Single by Francesco De Gregori

from the album Rimmel
- Released: 1975
- Length: 3:41
- Label: RCA Italiana

Francesco De Gregori singles chronology
| "Niente da capire" (1974) | "Rimmel" (1975) | "Bufalo Bill" (1976) |

Audio
- "Rimmel" on YouTube

= Rimmel (song) =

1975 single by Francesco De Gregori

"Rimmel" is a song by Italian singer Francesco De Gregori, released in 1975.

== Composition==
De Gregori composed the song in the summer of 1974 in Milan, while he was staying in a hotel and waiting to take part in a RAI TV-show.

A reflection about a lost love told through metaphors and puns, it is said to have been inspired by De Gregori's breakup with his then-fiancée Patrizia, who left him for comedian Ninì Salerno.

== Reception==
The song was described by Italian music critic Claudio Fabretti as "a defining divide for the whole of Italian music", with "love taking on a broader and deeper meaning. It breaks through the narrow confines of the couple's relationship, it becomes a universal sentiment, which unites men and at the same time condemns them to pain, to distance. It is the only prospect of salvation and, at the same time, a possible permanent damnation".

== Other versions==
Artists who covered the song include Gianni Morandi, Tiziano Ferro, Fiorello and Paolo Benvegnù.
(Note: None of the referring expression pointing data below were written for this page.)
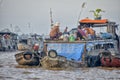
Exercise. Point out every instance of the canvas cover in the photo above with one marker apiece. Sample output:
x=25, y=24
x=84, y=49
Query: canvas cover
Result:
x=69, y=50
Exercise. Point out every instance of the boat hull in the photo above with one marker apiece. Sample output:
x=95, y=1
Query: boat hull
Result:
x=110, y=62
x=21, y=60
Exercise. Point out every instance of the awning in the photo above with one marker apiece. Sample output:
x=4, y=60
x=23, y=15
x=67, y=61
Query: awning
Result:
x=102, y=21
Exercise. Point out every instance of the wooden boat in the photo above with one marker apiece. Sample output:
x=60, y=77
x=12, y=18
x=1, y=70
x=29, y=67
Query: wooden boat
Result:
x=27, y=58
x=110, y=60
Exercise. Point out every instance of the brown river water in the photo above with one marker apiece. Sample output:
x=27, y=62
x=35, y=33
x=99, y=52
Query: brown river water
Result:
x=10, y=70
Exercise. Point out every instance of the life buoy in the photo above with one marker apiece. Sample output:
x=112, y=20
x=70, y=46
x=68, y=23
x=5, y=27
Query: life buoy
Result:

In 2025, De Gregori recorded a duet version of the song with Checco Zalone for the album Pastiche.

== Track listing ==

| No. | Title | Writer(s) | Length |
|---|---|---|---|
| 1. | "Rimmel" | De Gregori | 3:41 |
| 2. | "Piccola mela" | De Gregori | 2:45 |

==Charts==

| Chart (1975) | Peak position |
|---|---|
| Italy (Musica e dischi) | 18 |

==Certifications==

| Region | Certification | Certified units/sales |
| Italy (FIMI) Sales from 2009 | Platinum | 100,000^{‡} |
^{‡} Sales+streaming figures based on certification alone.